While Bluehost doesn’t offer cloud hosting as a separate service, it does offer free access to CloudFlare cloud hosting with all of its plans. This automatically increases the performance of your website without having to code or program for any changes.
5. Dreamhost
Best cloud server hosting and cloud object storage
Reasons to buy
+Open source platform+Powerful hardware+Entry for cloud services+Computing or storage options
Dreamhost offers cloud server hosting, taking it a step up from the other plans offered here. However, by running their unmanaged cloud servers the expectation is that users will be comfortable with a command line environment for managing their cloud hosting service.
Dreamhost’s cloud hosting services cover two main areas: cloud computing and cloud object storage.
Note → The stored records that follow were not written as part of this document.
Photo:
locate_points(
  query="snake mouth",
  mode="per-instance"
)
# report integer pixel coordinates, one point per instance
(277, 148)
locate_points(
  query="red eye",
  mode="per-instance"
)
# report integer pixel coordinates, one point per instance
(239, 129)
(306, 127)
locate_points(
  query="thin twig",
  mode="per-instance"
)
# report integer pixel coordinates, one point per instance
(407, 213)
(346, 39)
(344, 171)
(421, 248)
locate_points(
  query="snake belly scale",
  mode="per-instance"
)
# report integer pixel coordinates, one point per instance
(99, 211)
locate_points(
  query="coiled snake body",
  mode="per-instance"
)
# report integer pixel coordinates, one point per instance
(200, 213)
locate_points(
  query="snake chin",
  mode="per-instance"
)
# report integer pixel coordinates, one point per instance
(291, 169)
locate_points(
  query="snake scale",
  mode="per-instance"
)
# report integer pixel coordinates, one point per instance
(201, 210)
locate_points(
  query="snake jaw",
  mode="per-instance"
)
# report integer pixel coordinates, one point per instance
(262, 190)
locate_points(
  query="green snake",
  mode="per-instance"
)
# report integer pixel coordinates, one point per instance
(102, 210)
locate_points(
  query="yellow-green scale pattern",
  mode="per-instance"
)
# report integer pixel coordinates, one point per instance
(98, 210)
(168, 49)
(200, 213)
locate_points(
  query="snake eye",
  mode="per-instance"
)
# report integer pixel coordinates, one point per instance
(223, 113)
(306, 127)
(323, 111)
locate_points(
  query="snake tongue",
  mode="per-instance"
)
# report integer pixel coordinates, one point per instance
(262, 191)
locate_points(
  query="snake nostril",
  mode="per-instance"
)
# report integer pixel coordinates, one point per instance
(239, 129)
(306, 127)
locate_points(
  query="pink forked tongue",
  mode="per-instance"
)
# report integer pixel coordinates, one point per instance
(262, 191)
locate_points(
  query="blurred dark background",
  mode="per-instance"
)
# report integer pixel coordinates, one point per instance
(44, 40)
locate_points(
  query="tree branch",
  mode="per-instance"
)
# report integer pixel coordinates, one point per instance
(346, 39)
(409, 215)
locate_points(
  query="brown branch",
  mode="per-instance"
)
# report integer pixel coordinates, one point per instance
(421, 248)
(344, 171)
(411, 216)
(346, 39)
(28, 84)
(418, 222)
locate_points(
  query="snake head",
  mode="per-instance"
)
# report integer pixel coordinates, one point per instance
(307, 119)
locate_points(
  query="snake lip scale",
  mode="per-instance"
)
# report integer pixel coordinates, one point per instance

DreamCompute is the cloud computing service, and offers an easy way to develop and grow your own cloud services. You can run it based on Linux, BSD, or Windows, in a serverless environment based on the latest SSD storage and next-gen processors.
Built around the free and open-source OpenStack platform, there is no lock-in to proprietary software, and you can use Dreamhost as a place to grow until you’re ready to manage your own OpenStack.
DreamObjects is Dreamhost’s secure cloud storage hosting storage service, which can be use as a web development environment to augment or replace AWS E3 services. DreamObjects can also be used for backup storage.
While cloud services and storage can seem over-whelming for new users, Dreamhosts provides the ideal place to start to experiment, explore, and grow your cloud services at a very cost-effective rate.